Quelles sont les rétorsions kurdes que vous déplorez ?

Il y a des écoles chrétiennes qui ont été saccagées ou fermées pour avoir refusé de se plier aux nouveaux programmes scolaires imposés par les autorités kurdes, et des tirs de kalachnikov devant l’évêché d’Hassaké. Certains villages syriaques orthodoxes ont également été vidés de leurs habitants. Ce sont le fait de Kurdes, pas de Daech ! Certes, la mouvance kurde locale est diverse, mais sa responsabilité est engagée. Les Kurdes de Syrie doivent respecter les chrétiens. Je précise qu’il ne s’agit pas d’un problème idéologique ou religieux, mais clanique et territorial.

Doit-on craindre un nouveau conflit entre les Kurdes et la population arabe ?

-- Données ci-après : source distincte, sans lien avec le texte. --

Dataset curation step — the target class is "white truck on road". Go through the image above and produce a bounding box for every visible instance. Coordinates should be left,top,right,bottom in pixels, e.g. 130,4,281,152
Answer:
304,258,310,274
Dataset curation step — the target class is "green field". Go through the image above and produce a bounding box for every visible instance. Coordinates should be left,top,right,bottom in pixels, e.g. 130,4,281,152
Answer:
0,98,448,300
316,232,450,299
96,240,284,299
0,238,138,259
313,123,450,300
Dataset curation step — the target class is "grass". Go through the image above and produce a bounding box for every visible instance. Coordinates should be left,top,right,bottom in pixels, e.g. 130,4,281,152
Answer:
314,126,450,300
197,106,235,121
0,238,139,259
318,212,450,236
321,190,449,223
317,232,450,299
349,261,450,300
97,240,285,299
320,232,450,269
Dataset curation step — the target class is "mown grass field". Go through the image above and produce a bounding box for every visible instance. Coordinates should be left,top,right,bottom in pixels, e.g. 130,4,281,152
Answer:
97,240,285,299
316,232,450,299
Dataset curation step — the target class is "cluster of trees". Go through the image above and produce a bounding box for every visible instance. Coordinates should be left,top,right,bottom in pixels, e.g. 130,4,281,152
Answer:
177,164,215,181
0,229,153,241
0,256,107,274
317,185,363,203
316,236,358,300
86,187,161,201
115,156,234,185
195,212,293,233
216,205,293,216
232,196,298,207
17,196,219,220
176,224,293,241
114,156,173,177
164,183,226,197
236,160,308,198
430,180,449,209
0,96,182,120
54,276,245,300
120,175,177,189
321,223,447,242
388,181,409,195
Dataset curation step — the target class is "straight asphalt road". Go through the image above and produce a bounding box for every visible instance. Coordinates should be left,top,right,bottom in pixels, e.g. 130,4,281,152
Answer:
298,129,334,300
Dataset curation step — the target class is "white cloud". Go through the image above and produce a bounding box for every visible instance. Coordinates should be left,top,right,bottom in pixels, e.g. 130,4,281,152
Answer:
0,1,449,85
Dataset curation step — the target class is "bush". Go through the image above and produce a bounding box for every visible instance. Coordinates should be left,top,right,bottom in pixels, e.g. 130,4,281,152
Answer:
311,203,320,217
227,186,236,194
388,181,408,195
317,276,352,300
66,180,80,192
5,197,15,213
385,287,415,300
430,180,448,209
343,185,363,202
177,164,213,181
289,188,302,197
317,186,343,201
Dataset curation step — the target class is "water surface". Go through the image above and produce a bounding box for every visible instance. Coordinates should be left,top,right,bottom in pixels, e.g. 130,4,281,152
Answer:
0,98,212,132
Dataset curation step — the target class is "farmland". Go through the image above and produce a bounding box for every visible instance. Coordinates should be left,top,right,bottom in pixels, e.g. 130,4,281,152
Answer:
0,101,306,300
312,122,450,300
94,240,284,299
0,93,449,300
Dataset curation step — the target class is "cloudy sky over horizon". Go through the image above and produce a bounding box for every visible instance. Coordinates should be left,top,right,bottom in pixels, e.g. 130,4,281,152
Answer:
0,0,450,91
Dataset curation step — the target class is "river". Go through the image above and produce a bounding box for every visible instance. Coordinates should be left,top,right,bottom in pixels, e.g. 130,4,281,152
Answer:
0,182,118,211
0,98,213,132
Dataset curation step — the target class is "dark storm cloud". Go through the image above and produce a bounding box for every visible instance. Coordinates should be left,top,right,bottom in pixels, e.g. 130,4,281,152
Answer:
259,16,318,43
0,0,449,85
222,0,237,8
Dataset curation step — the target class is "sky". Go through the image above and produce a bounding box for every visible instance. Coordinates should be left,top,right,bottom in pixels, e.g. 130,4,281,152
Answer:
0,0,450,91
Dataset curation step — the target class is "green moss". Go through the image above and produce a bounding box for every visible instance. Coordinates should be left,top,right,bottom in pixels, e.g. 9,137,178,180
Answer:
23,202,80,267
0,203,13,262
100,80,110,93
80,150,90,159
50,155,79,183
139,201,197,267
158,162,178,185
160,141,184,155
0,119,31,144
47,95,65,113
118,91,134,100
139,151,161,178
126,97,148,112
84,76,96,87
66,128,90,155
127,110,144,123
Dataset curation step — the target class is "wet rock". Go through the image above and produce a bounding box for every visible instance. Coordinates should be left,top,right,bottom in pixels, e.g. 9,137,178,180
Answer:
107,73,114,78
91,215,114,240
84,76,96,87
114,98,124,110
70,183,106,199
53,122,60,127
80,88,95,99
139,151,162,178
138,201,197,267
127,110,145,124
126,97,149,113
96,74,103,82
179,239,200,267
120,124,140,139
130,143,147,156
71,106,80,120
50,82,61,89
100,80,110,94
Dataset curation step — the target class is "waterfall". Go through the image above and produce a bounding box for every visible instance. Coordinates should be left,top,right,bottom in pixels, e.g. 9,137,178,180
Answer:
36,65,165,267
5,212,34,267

Si les Kurdes veulent un État indépendant, il y aura une guerre avec les arabophones. S’ils recherchent une autonomie, comme en Irak, ce sera aux autorités syriennes d’en décider, mais il y aura sans doute une possibilité d’entente. Plus profondément, puisque les Kurdes sont alliés des États-Unis et de la France, une des conditions sine qua non de leur soutien devrait être de garantir la sécurité des chrétiens en particulier, et des arabophones en général. La cause des Kurdes est si populaire en Occident qu’elle conduit à ne pas voir ce qui se passe sur le terrain. Les Américains ont utilisé les Kurdes comme fer de lance contre Daech, mais, comme souvent, les alliés choisis par Washington apportent les problèmes du lendemain… Nous respectons la cause des Kurdes, mais ils ne peuvent pas piétiner les autres minorités. En fermant les yeux sur cette situation, on prépare le pire.